Hicksville, Nueva York

Durante toda la noche, Afdera, ya con la llave de la caja de seguridad colgada al cuello, se preguntó qué secretos escondía al tiempo que la acariciaba con la yema de los dedos. Sólo su abuela conocía la respuesta y ella, sobrevolando ahora el océano Atlántico, se acercaba hacia ese misterio.

Tras más de seis horas de vuelo, bebió una botellita de vino blanco mientras anotaba en su pequeño cuaderno lo que su abuela le había dicho. Intentaba recordar, palabra por palabra, lo revelado, aunque fuese bien poco.

Un golpe seco sacó a la joven del profundo sueño en el que se había sumergido durante las últimas horas del viaje. El avión acababa de tocar tierra en el aeropuerto JFK de Nueva York pensó cuando subía al autobús que la trasladaría desde la aeronave a la terminal.

Al llegar a inmigración, la joven sacó su pasaporte estadounidense, se lo entregó al oficial y se dirigió a la terminal, hacia la zona de alquiler de coches. Una señorita vestida con una chaqueta roja con el escudo de Avis en la solapa le dio la bienvenida.

—Buenos días, ¿en qué puedo ayudarla? —dijo la empleada.

—Tengo un vehículo reservado a nombre de Afdera Brooks —respondió mientras buscaba en el sobre amarillo el número de reserva del coche.

—No me hace falta el número. Me basta con su carné de conducir y su pasaporte —respondió.

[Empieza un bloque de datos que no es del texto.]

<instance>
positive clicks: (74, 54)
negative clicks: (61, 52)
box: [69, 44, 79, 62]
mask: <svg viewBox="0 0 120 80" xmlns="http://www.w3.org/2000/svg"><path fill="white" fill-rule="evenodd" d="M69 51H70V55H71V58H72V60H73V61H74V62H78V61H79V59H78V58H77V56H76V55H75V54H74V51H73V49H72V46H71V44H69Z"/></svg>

Media hora más tarde y con un amplio mapa desplegado sobre el asiento del copiloto, Afdera intentaba llegar por la 678 hasta la Van Wyck Expressway. Después, según la empleada de Avis, debía continuar todo recto hasta Queens y girar a la derecha por la Long Island Expressway. Aunque desde el aeropuerto no había más de cuarenta kilómetros, Afdera tardó casi una hora en el trayecto, perdida por el laberinto de carreteras, avenidas y autopistas estadounidenses. «Por eso adoro Europa», pensó mientras se peleaba con el mapa que tenía a su lado.

Hicksville era una ciudad típica de Estados Unidos, como cualquier otra, con sus tiendas de
bagels,
sus concesionarios de Chevrolet, Ford y Pontiac, con sus talleres de tractores John Deere, con un par de blancas iglesias y algunos restaurantes en el centro. Eso era todo.

Desde la salida de la autopista por North Broadway, el Pontiac sedán siguió en línea recta hasta alcanzar el cruce con West Old Country Road, en donde se encontraba la sede del First National Bank.

Afdera aparcó frente al banco y entró. Un grupo de ancianos esperaba en fila para cobrar sus pensiones mientras un joven con aspecto de estudiante y disfrazado de campesino entregaba publicidad de créditos a bajo interés para agricultores y ganaderos de la zona. La joven se acercó a una mujer y preguntó por el director. Afdera vio a través del ventanal cómo la secretaria del banco se dirigía a un hombre de mediana edad y ambos la miraban. El hombre se levantó de su silla y se dirigió hacia ella.

—Buenos días. Soy James Dickins, el director del banco, ¿en qué puedo ayudarla?

—Soy Afdera Brooks y vengo desde Italia para abrir una caja de seguridad.

—¿Una caja de seguridad? ¡Qué raro! Conozco a todos los clientes que tienen cajas de seguridad en el banco y a usted no la he visto nunca por aquí —afirmó mientras invitaba a Afdera a pasar a su despacho.

—La caja fue contratada por mi abuela, Crescentia Brooks. No podría decirle cuándo. Vive en Europa, está enferma y no puede viajar hasta aquí. Me ha pedido que venga y retire lo que hay en esa caja de seguridad. Mire, aquí traigo la llave —explicó Afdera, mostrando la llave que llevaba colgada al cuello.

El director leyó los documentos notariales que la joven acababa de entregarle, pero, aun así, prefirió hacer varias llamadas de comprobación.

—Le ruego que me disculpe, señorita. Los documentos están en regla, pero esa caja hace años que se contrató y por eso prefiero comprobar los datos con las oficinas centrales de nuestro banco en Manhattan —se disculpó Dickins.

—No se preocupe. Hágalo. Yo esperaré aquí —dijo pacientemente.

Unos minutos más tarde, el director se acercó a Afdera, que hojeaba una revista de maquinaria agrícola.

—Todo está en orden. Acompáñeme, por favor.